VARGA v. CREDIT-SUISSE


2 A.D.2d 596 (1956)

Bela Varga, Individually and as President of The National Hungarian Government, on Behalf of Himself and All Those Beneficiaries of The National Hungarian Trust Fund Similarly Situated, Respondent, v. Credit-Suisse, Appellant

Appellate Division of the Supreme Court of the State of New York, First Department.

December 11, 1956.


Attorney(s) appearing for the Case

William Eldred Jackson of counsel (Rebecca M. Cutler with him on the brief; Milbank, Tweed, Hope & Hadley, attorneys), for appellant appearing specially.

Michael M. Platzman for respondent.

PECK, P. J., BREITEL, FRANK and VALENTE, JJ., concur.


COX, J.

Defendant, appearing specially, has appealed from an order denying its motion under section 237-a of the Civil Practice Act, to set aside the service of the summons and complaint on the grounds that the court lacked jurisdiction of the person of defendant and of the subject matter of the action.

The plaintiff, president of the Hungarian Government in Exile, now resident here, instituted this action against defendant Credit-Suisse, to establish the right of that government to a fund deposited by it with Credit-Suisse while it exercised governmental powers in Hungary, to provide for its future maintenance in the event that it should be forced into exile; the contract of deposit provided for such purpose. In alleged violation of its contract, the bank delivered the fund to the Hungarian People's Republic which succeeded plaintiff's government.

The summons and complaint were served upon Paul Weber, the managing agent of defendant's New York agency.

Implicit throughout the various allegations of the complaint is a cause of action for breach of contract which gives the Supreme Court jurisdiction over the subject matter of this controversy. We should say, however, that jurisdiction would not extend to the subject matter of the alleged trust, express or constructive, also set forth in the complaint.

The principal issue on this appeal is the contention of defendant that under the provisions of subdivision 3 of section 200 of the Banking Law the Legislature intended to subject foreign banks to suit only for causes of action arising out of transactions of their agencies here, and that service of process under the general provisions of section 229 of the Civil Practice Act is invalid under the circumstances of this case, where the cause of action arose in a foreign jurisdiction.

Personal service on a foreign corporation doing business in this State may be effected pursuant to section 229 of the Civil Practice Act. Reading this section together with subdivision 3 of section 200 of the Banking Law presents a conjunctive viewpoint on the basis of which we perceive that the legislative intent was otherwise than as contended by appellant.

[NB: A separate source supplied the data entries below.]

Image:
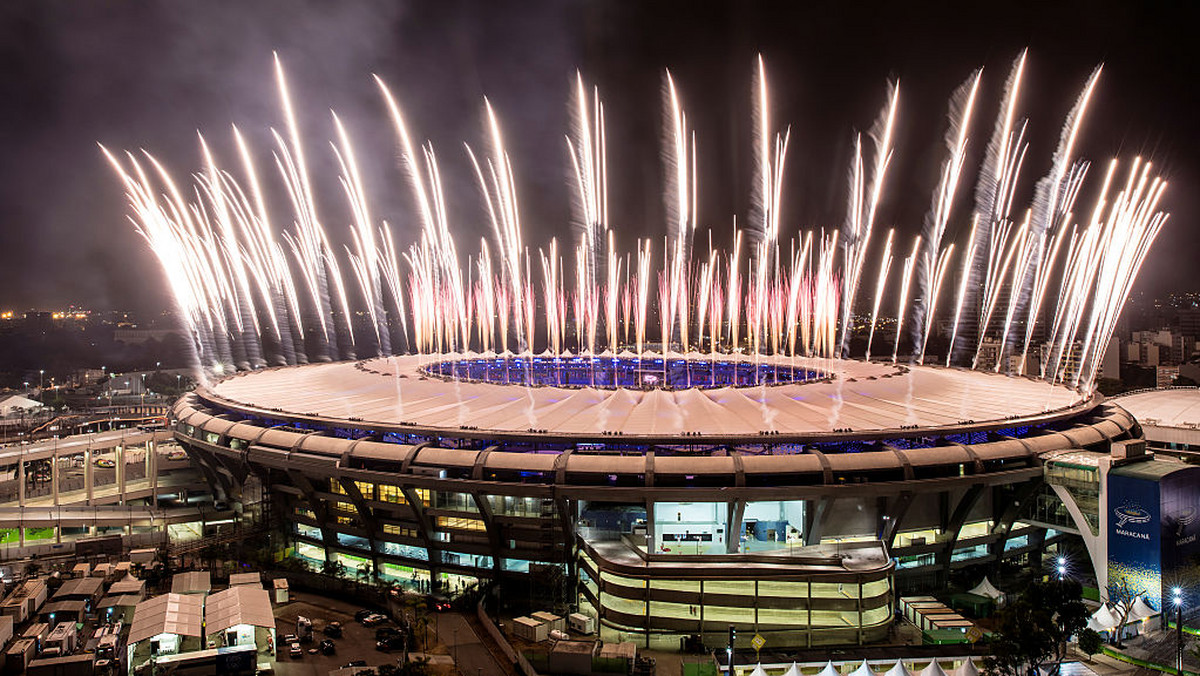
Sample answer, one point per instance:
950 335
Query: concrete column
88 474
54 473
120 473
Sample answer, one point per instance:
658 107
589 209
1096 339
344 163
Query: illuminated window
366 489
391 494
396 530
461 524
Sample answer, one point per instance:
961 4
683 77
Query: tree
1123 597
1089 641
1032 633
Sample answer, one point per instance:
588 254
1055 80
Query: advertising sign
1135 534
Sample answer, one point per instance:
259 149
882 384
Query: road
469 652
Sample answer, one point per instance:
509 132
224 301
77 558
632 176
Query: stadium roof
1175 407
861 398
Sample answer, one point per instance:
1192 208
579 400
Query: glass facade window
396 530
453 501
460 524
1017 543
916 538
513 506
309 531
353 540
311 554
391 494
966 554
515 564
405 551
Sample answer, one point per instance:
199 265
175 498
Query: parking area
357 641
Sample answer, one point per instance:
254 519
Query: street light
1177 599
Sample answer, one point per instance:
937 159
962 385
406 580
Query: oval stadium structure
670 498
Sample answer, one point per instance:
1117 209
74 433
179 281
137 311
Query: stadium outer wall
453 507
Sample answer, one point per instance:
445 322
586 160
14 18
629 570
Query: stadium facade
798 507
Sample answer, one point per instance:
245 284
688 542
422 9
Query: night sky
148 75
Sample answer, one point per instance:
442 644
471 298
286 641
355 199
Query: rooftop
1174 407
856 395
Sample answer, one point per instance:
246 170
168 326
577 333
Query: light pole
1177 599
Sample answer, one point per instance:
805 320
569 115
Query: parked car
390 642
373 620
385 633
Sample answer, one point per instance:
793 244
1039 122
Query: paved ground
451 635
357 641
472 656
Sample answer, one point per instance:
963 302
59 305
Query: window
397 530
461 524
391 494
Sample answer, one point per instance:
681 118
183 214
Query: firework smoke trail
365 259
910 264
733 288
612 294
591 204
768 181
1041 283
965 277
157 229
269 264
943 263
1132 227
863 208
498 187
1055 193
237 287
994 198
211 185
880 283
679 157
961 108
306 244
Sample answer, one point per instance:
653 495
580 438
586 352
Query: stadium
798 497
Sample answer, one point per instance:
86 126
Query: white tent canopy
987 588
1102 620
15 405
1141 610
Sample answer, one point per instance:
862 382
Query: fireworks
253 294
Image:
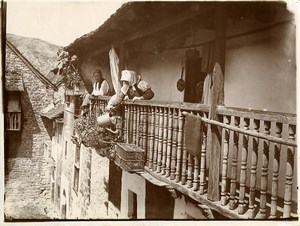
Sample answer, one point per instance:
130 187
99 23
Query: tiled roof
55 112
13 81
40 76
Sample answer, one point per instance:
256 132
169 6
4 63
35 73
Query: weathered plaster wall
27 182
99 186
260 70
136 184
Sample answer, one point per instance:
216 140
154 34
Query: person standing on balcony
100 88
133 88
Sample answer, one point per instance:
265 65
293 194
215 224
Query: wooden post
165 136
179 145
203 159
122 57
226 120
174 144
254 159
289 174
276 167
160 137
243 175
217 98
264 173
214 137
234 164
220 44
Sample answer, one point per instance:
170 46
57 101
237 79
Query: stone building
27 169
245 166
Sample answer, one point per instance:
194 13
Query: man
100 88
132 88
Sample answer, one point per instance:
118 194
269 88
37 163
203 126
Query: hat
128 76
97 71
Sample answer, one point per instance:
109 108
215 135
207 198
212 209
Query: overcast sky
58 22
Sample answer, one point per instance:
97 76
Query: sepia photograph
149 110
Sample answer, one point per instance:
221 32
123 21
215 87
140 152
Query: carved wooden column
254 160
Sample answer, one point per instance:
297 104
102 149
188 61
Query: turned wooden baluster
130 124
179 145
184 163
134 126
102 107
276 164
264 172
138 125
156 131
169 142
160 137
203 158
196 171
226 120
243 175
165 137
174 144
232 203
125 123
141 128
289 174
190 171
151 137
145 138
254 159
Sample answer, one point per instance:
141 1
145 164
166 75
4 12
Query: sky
58 22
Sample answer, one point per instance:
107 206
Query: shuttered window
13 114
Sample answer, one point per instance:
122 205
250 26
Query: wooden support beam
220 44
166 23
217 98
122 56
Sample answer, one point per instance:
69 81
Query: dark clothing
147 94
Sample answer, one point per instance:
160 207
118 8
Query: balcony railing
257 159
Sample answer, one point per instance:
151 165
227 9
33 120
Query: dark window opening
66 148
13 113
132 205
76 179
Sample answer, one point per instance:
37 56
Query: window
66 148
77 155
13 116
132 205
76 178
76 169
67 99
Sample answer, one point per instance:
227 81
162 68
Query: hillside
41 54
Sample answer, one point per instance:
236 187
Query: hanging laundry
193 134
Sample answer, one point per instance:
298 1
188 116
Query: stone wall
27 172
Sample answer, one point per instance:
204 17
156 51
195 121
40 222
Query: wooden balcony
258 148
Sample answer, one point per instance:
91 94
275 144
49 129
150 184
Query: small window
13 116
77 155
66 148
132 205
76 179
67 99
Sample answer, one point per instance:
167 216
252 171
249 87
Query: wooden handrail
286 118
250 133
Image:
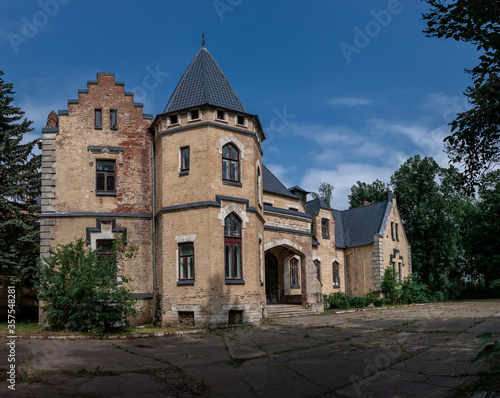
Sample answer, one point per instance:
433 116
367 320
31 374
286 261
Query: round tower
208 202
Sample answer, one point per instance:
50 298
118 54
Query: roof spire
203 42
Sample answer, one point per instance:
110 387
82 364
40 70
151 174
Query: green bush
413 292
337 300
373 298
78 288
390 286
357 302
437 296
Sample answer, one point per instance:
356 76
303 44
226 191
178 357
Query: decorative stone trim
231 138
105 149
185 238
93 233
233 208
283 242
288 227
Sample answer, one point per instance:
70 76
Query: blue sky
345 90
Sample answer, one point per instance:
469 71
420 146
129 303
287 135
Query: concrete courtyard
415 351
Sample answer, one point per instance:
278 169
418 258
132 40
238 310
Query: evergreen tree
19 189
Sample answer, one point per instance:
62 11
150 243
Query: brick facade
177 211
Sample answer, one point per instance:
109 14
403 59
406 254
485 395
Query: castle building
220 238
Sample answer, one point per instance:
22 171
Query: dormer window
241 121
220 116
194 115
172 120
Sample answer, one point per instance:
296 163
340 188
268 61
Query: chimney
365 202
52 120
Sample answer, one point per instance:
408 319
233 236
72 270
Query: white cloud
281 172
343 177
349 101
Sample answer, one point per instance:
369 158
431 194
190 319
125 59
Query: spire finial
203 42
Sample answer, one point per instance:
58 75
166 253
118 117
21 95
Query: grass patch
27 329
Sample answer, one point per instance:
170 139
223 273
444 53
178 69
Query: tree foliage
429 204
481 247
20 186
475 138
325 193
376 192
79 288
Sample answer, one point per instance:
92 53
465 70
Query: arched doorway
272 288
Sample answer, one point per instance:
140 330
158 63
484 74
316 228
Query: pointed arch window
232 248
294 273
230 163
336 274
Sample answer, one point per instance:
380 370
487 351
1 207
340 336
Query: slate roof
204 82
270 183
296 187
358 226
314 206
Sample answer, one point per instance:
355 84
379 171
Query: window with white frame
232 247
173 120
220 115
186 261
241 121
194 115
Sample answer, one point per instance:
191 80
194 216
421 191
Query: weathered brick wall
70 203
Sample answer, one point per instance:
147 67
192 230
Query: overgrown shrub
390 286
357 302
337 300
473 291
79 290
414 292
373 298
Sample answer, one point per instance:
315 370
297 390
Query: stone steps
287 310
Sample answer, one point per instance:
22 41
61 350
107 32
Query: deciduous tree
475 137
376 192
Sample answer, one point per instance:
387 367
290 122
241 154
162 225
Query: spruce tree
19 189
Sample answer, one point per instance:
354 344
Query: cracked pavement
396 352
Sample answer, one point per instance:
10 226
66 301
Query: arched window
317 264
230 163
232 247
294 273
259 186
336 274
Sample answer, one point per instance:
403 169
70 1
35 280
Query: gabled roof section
315 205
271 184
358 226
204 82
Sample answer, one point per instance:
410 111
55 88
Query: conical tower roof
204 83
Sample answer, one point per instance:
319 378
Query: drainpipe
153 188
345 273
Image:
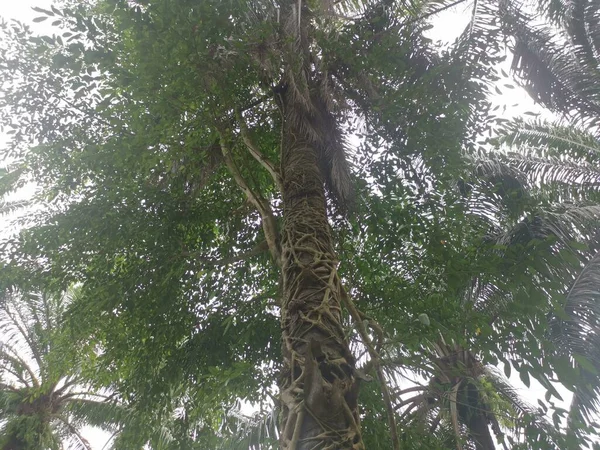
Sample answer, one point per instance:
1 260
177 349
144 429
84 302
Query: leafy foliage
154 130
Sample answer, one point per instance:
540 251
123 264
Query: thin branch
268 219
260 248
256 153
23 331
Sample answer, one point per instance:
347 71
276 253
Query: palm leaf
579 335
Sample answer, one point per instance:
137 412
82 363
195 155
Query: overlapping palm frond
558 62
577 336
45 401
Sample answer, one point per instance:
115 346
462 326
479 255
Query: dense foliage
293 208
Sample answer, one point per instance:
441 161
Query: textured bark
318 386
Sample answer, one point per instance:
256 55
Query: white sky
512 102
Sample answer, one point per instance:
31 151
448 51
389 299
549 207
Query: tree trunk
318 387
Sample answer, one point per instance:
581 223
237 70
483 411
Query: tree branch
357 316
260 248
268 219
256 153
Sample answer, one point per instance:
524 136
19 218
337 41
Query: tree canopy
311 211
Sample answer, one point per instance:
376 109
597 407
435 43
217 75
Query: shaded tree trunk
318 387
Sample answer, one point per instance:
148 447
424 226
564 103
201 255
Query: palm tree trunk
318 386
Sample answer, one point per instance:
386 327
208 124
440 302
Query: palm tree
43 398
553 168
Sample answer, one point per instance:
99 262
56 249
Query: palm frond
547 139
578 334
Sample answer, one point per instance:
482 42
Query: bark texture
319 388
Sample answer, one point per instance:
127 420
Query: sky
512 102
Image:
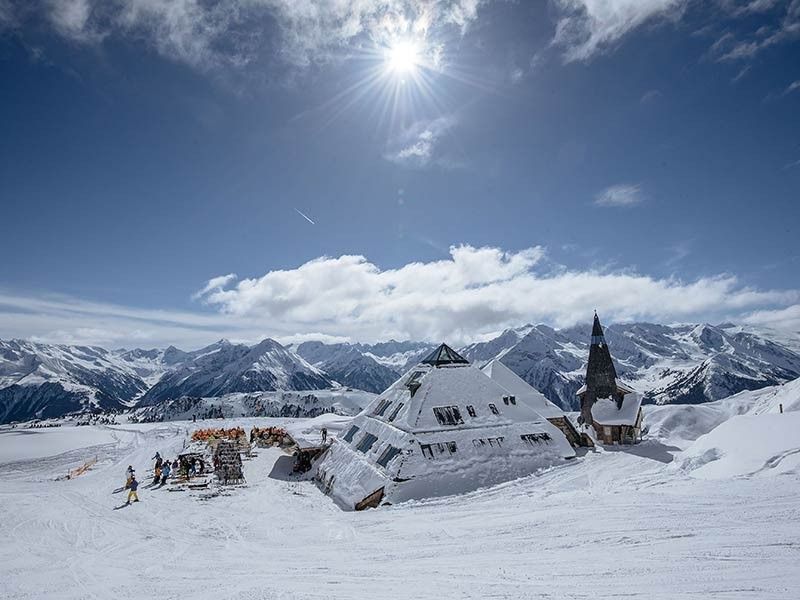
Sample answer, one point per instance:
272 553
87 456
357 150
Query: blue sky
536 160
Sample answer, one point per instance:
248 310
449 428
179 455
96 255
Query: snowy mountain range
669 364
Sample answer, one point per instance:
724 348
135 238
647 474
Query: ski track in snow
611 524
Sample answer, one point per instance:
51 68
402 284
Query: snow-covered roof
621 386
605 411
409 402
524 392
436 431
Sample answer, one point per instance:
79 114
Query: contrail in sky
305 216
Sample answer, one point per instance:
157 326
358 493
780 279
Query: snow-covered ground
649 521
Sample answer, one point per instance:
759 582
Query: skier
165 472
134 485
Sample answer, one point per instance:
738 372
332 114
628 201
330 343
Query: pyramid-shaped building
533 398
443 428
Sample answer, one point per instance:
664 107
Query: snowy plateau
705 507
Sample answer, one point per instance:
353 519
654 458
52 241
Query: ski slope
613 523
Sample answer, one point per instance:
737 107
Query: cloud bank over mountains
472 294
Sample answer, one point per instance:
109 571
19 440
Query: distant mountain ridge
669 364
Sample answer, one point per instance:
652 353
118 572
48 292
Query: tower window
394 413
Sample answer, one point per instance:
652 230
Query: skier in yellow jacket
134 485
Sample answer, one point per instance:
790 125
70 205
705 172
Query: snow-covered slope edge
262 404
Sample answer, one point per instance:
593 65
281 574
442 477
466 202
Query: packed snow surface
620 522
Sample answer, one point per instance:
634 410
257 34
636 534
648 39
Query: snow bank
681 424
27 444
746 446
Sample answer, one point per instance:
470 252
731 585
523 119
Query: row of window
493 442
383 405
429 451
536 438
451 415
366 443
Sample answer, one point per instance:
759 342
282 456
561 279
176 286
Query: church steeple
601 376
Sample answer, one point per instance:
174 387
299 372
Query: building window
348 437
381 408
388 455
366 442
396 410
448 415
414 382
535 438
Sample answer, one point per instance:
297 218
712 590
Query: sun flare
402 57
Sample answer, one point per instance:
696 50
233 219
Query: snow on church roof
621 386
444 355
605 411
501 374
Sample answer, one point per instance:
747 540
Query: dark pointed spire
597 331
444 355
600 372
601 376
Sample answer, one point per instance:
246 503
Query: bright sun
402 57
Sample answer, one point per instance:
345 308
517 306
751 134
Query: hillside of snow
653 521
259 404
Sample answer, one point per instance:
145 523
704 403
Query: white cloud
71 18
215 283
232 33
587 27
730 47
623 194
474 292
418 145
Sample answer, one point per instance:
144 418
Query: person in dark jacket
165 470
134 485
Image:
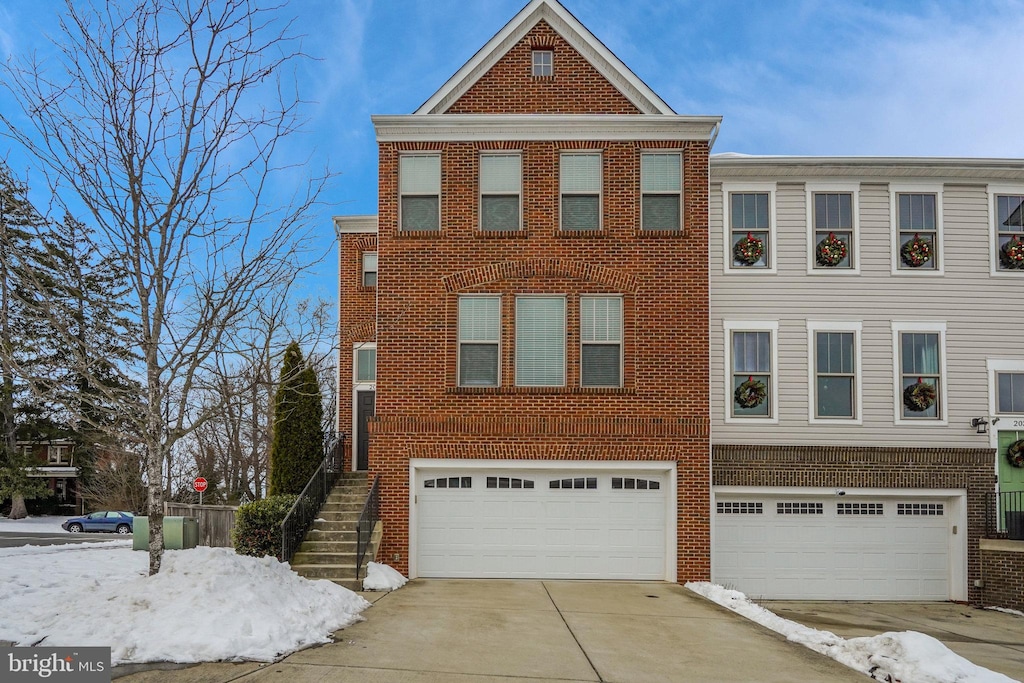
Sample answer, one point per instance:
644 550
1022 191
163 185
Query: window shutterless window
750 227
833 230
662 191
752 374
1010 392
370 268
540 341
543 61
366 365
420 190
921 380
918 228
835 375
1010 232
501 182
479 332
601 340
581 191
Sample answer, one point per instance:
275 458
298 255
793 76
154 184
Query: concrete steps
330 547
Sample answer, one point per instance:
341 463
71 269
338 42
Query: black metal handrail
307 506
368 521
1005 515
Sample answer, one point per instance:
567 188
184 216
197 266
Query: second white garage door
541 524
834 548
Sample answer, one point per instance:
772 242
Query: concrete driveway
990 639
508 631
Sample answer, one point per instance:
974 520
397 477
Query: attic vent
543 62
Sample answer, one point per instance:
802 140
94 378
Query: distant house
55 465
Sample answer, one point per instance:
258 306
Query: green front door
1011 478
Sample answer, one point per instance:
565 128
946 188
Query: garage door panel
858 549
555 532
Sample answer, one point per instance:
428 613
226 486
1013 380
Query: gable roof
574 33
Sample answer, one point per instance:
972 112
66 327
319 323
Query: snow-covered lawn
907 655
206 604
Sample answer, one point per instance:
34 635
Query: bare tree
161 121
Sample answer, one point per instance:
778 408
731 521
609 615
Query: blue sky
790 77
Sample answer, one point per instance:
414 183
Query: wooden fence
215 521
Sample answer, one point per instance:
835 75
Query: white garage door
833 548
541 524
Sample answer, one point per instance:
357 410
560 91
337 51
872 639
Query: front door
365 401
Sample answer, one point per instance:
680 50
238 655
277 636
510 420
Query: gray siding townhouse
867 374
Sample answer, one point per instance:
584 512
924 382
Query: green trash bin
179 532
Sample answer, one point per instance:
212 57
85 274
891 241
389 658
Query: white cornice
574 33
355 224
470 127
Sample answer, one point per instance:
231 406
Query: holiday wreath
749 250
919 396
830 251
915 252
751 393
1012 254
1015 453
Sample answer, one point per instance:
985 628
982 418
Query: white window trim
622 341
565 339
813 327
993 259
834 187
729 188
682 186
361 384
479 187
458 343
440 175
751 326
461 465
930 188
936 328
600 187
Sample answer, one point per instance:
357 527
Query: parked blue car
116 522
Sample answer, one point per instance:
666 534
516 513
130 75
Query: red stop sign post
200 484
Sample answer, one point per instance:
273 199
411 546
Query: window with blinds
479 330
581 191
662 191
540 341
501 182
601 341
420 191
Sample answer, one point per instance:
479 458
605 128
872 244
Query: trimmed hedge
257 525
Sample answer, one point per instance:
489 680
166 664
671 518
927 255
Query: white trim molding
855 327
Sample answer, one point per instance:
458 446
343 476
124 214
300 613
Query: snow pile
906 656
382 578
206 604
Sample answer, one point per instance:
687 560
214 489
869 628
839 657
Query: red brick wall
357 311
574 87
852 467
662 409
1003 572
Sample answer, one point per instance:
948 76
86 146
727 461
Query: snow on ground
382 578
33 524
906 656
206 604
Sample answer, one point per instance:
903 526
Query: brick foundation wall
1003 574
851 467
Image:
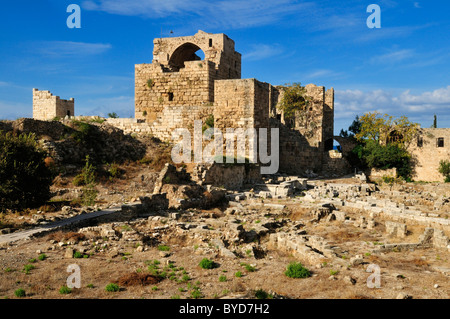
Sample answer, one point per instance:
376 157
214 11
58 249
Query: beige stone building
179 87
47 106
430 147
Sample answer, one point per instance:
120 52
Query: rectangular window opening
419 141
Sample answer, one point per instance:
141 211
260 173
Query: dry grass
61 236
137 279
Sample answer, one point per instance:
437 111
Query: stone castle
179 87
46 106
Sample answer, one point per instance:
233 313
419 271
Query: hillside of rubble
156 230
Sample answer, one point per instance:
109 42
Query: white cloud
393 57
14 110
122 105
224 13
417 107
261 52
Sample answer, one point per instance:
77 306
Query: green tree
444 169
382 142
294 99
24 177
384 129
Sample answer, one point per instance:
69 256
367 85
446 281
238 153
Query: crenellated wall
46 106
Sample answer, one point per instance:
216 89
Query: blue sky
402 68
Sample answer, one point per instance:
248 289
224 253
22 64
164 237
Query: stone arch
185 52
333 144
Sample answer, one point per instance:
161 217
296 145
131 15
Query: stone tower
177 76
46 106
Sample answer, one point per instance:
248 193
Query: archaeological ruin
47 106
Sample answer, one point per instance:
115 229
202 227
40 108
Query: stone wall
192 85
241 104
229 176
303 138
46 106
427 153
218 49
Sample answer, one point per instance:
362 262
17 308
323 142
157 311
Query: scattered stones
403 296
68 253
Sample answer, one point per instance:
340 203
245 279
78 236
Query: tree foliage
24 177
375 155
384 129
353 129
444 169
294 99
382 142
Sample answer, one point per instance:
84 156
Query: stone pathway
5 239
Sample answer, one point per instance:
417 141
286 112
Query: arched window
185 52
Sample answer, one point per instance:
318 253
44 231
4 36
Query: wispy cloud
323 73
224 13
13 110
122 105
261 52
393 57
66 49
388 33
420 106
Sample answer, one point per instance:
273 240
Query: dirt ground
417 274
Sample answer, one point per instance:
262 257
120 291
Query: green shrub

We do not interpret subdivision 3 of section 200 of the Banking Law as confining jurisdiction under the other sections of the Civil Practice Act only to causes of action arising out of transactions with a New York agency.

The purpose of such provision in the Banking Law is not to circumscribe and limit, but to expand and amplify the opportunities of plaintiffs, to effect service and to facilitate acquisition of jurisdiction in personam over defendant foreign banks in cases where adequate methods of obtaining redress for a wrong might not be otherwise afforded and where it is most needed. That this is so is evidenced by the chronicle of legislative reasoning contained in the Report of the Law Revision Commission as to Personal Service of Process on Foreign Corporations Doing Business in New York (1944 Report of N. Y. Law Rev. Comm., pp. 407-431; cf., also, 1951 Legislative Annual, p. 55). Therefore, construing the complaint as stating a cause of action in contract with jurisdiction in this court over the subject matter, we think that subdivision 3 of section 200 of the Banking Law merely provides an additional and not an exclusive method of service in specified circumstances and consequently service under section 229 of the Civil Practice Act was properly effected.

The order should be affirmed.

Order unanimously affirmed, with $20 costs and disbursements to the respondent.